In March, an American Airlines flight crew reported a near collision over Florida with an unmanned aircraft, raising new fears of the dangers of drones.
The pilots reported that the unmanned vehicle looked like a miniature military jet airplane like the sort flown by model airplane enthusiasts. The crew reported almost colliding with it at 2,300 feet above the ground near Florida’s Tallahassee Regional Airport.
The airspace that the Federal Aviation Administration (FAA) allows for drone use–and for model airplanes, too–is called “Class G” airspace. That is from the ground up to 1,200 feet in the air. If this machine was flying higher than the G zone then it was breaking the FAA’s rules.
Commercial airlines operate in the Class A zone, 18,000 to 60,000 feet in the air, not including takeoffs and landings, and it was during their approach to Tallahassee that the pilots experienced the close call.

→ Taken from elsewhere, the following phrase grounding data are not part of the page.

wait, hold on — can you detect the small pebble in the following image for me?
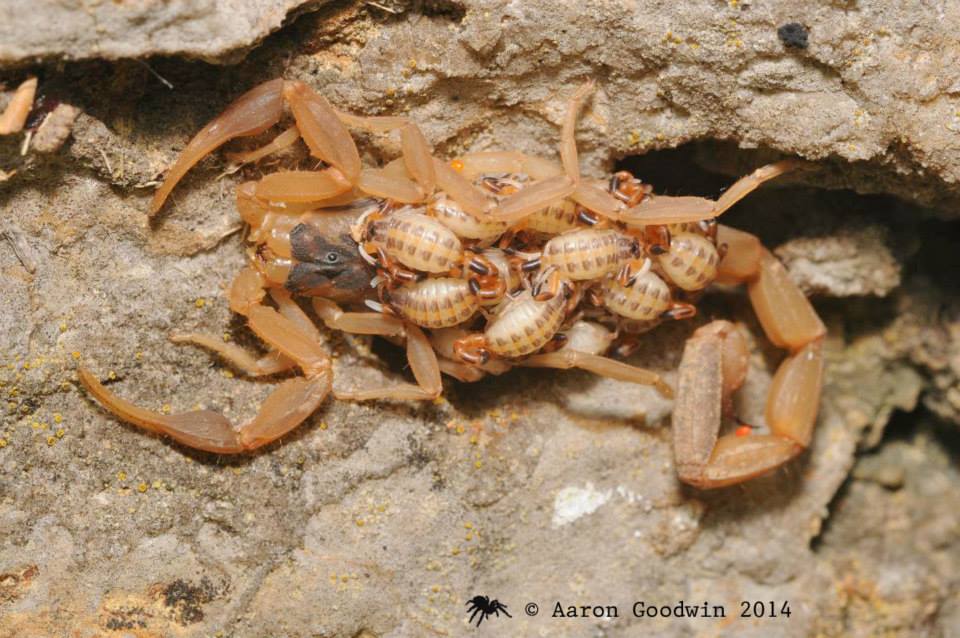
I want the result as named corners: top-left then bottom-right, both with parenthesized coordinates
top-left (778, 22), bottom-right (809, 49)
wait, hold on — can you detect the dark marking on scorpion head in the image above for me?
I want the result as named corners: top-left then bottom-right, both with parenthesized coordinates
top-left (286, 223), bottom-right (372, 300)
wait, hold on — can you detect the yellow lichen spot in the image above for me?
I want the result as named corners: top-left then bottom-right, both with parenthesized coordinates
top-left (108, 370), bottom-right (117, 380)
top-left (465, 532), bottom-right (473, 541)
top-left (59, 321), bottom-right (67, 333)
top-left (468, 435), bottom-right (478, 445)
top-left (22, 362), bottom-right (30, 370)
top-left (450, 159), bottom-right (464, 172)
top-left (728, 0), bottom-right (739, 7)
top-left (340, 575), bottom-right (349, 583)
top-left (117, 471), bottom-right (127, 481)
top-left (152, 480), bottom-right (163, 489)
top-left (385, 87), bottom-right (396, 97)
top-left (355, 518), bottom-right (365, 527)
top-left (161, 404), bottom-right (171, 415)
top-left (195, 298), bottom-right (206, 308)
top-left (135, 351), bottom-right (143, 361)
top-left (137, 482), bottom-right (148, 493)
top-left (31, 421), bottom-right (41, 430)
top-left (0, 439), bottom-right (7, 448)
top-left (407, 58), bottom-right (417, 68)
top-left (221, 369), bottom-right (234, 379)
top-left (431, 585), bottom-right (440, 593)
top-left (432, 395), bottom-right (447, 406)
top-left (53, 413), bottom-right (62, 424)
top-left (455, 424), bottom-right (465, 434)
top-left (222, 332), bottom-right (231, 342)
top-left (464, 522), bottom-right (473, 529)
top-left (71, 351), bottom-right (81, 360)
top-left (451, 546), bottom-right (461, 556)
top-left (56, 428), bottom-right (65, 439)
top-left (46, 436), bottom-right (56, 446)
top-left (474, 460), bottom-right (482, 469)
top-left (662, 31), bottom-right (682, 45)
top-left (319, 421), bottom-right (328, 430)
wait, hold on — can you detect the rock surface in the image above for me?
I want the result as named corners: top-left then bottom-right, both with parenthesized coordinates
top-left (0, 1), bottom-right (323, 64)
top-left (1, 2), bottom-right (959, 637)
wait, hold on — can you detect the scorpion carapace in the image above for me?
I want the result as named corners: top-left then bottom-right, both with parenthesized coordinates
top-left (79, 78), bottom-right (825, 488)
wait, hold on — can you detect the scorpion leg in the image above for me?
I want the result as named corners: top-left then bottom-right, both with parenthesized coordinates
top-left (571, 180), bottom-right (626, 222)
top-left (714, 224), bottom-right (762, 284)
top-left (335, 323), bottom-right (443, 401)
top-left (0, 76), bottom-right (37, 135)
top-left (438, 358), bottom-right (488, 382)
top-left (172, 284), bottom-right (316, 377)
top-left (560, 80), bottom-right (595, 181)
top-left (488, 175), bottom-right (577, 223)
top-left (312, 299), bottom-right (442, 401)
top-left (619, 160), bottom-right (798, 226)
top-left (433, 158), bottom-right (491, 217)
top-left (357, 168), bottom-right (426, 203)
top-left (312, 298), bottom-right (406, 336)
top-left (560, 82), bottom-right (630, 221)
top-left (255, 169), bottom-right (353, 203)
top-left (400, 123), bottom-right (437, 193)
top-left (151, 78), bottom-right (285, 214)
top-left (673, 234), bottom-right (825, 488)
top-left (458, 151), bottom-right (563, 181)
top-left (79, 305), bottom-right (332, 453)
top-left (282, 80), bottom-right (361, 184)
top-left (489, 82), bottom-right (599, 222)
top-left (334, 111), bottom-right (437, 198)
top-left (521, 350), bottom-right (673, 398)
top-left (168, 333), bottom-right (295, 376)
top-left (81, 265), bottom-right (337, 453)
top-left (225, 125), bottom-right (300, 164)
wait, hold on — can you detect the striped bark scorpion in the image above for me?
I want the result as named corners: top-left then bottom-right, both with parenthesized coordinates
top-left (79, 78), bottom-right (824, 489)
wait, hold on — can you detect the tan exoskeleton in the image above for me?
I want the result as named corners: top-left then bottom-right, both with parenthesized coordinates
top-left (670, 226), bottom-right (825, 488)
top-left (451, 268), bottom-right (675, 398)
top-left (78, 78), bottom-right (671, 452)
top-left (0, 76), bottom-right (37, 135)
top-left (78, 77), bottom-right (824, 491)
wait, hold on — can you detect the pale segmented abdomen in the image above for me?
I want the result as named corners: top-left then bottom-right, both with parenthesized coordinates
top-left (524, 199), bottom-right (581, 234)
top-left (602, 271), bottom-right (673, 320)
top-left (387, 277), bottom-right (479, 328)
top-left (372, 210), bottom-right (462, 273)
top-left (484, 292), bottom-right (567, 358)
top-left (428, 193), bottom-right (508, 240)
top-left (540, 229), bottom-right (637, 281)
top-left (657, 232), bottom-right (719, 291)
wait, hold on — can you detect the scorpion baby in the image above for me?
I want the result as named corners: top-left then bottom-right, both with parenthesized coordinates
top-left (79, 79), bottom-right (825, 489)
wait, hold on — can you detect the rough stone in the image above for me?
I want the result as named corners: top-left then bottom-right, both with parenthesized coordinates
top-left (775, 225), bottom-right (901, 297)
top-left (0, 1), bottom-right (323, 64)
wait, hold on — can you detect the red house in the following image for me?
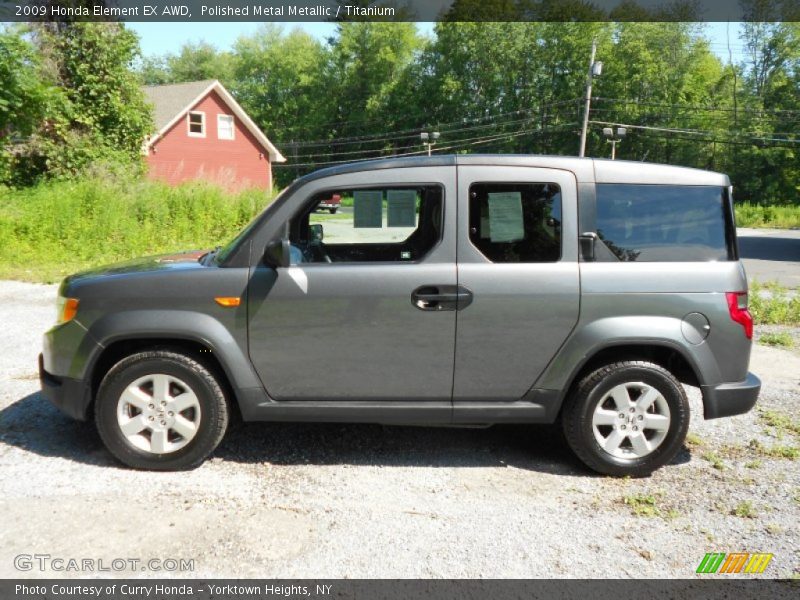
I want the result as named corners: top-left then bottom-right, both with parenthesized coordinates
top-left (142, 80), bottom-right (285, 191)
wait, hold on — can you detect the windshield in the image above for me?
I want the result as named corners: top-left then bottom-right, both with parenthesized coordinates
top-left (213, 188), bottom-right (289, 265)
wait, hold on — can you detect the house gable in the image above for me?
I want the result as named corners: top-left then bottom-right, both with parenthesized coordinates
top-left (142, 80), bottom-right (285, 163)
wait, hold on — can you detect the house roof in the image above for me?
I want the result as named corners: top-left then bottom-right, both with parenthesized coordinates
top-left (142, 79), bottom-right (286, 162)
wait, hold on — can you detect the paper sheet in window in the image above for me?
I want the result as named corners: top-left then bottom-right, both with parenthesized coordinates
top-left (353, 190), bottom-right (383, 228)
top-left (488, 192), bottom-right (524, 242)
top-left (386, 190), bottom-right (417, 227)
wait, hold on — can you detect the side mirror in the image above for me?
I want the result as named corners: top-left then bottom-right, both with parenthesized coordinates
top-left (309, 223), bottom-right (323, 242)
top-left (579, 232), bottom-right (597, 262)
top-left (264, 239), bottom-right (290, 269)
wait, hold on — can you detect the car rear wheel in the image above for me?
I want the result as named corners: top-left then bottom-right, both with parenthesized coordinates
top-left (329, 207), bottom-right (338, 214)
top-left (562, 361), bottom-right (690, 477)
top-left (95, 350), bottom-right (229, 470)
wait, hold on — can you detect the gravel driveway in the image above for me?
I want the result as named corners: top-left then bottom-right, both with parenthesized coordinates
top-left (0, 281), bottom-right (797, 579)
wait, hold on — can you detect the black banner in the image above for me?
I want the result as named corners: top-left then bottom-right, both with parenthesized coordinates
top-left (3, 579), bottom-right (799, 600)
top-left (1, 0), bottom-right (799, 23)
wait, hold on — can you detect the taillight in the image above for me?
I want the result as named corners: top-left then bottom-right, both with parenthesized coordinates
top-left (726, 292), bottom-right (753, 339)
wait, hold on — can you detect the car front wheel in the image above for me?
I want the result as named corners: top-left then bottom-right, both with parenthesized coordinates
top-left (562, 361), bottom-right (690, 477)
top-left (95, 350), bottom-right (229, 470)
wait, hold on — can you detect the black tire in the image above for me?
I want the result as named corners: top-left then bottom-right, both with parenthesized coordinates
top-left (95, 350), bottom-right (229, 471)
top-left (562, 361), bottom-right (690, 477)
top-left (329, 207), bottom-right (338, 214)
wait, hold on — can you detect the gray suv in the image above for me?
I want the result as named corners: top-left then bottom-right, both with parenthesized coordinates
top-left (40, 155), bottom-right (760, 475)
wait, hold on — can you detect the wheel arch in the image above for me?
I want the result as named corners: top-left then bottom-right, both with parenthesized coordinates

Model airplane enthusiasts are also required to inform airports that they are flying their models within five miles of the airport near that regulated airspace. It seems that this wasn’t done by whoever was operating the model plane.
It is still unknown who was operating the vehicle.
The report of the incident was released on May 8 by Jim Williams, head of the unmanned-aircraft office at the Federal Aviation Administration, at a drone conference in San Francisco.
Williams worried of what even a small unmanned vehicle could do to a jet liner if the two collided. “Imagine a metal-and-plastic object, especially that big lithium battery, going into a high-speed turbine engine,” Williams said. “The results could be catastrophic.”
This incident may rank as the first case of a near collision between a plane and an unmanned vehicle.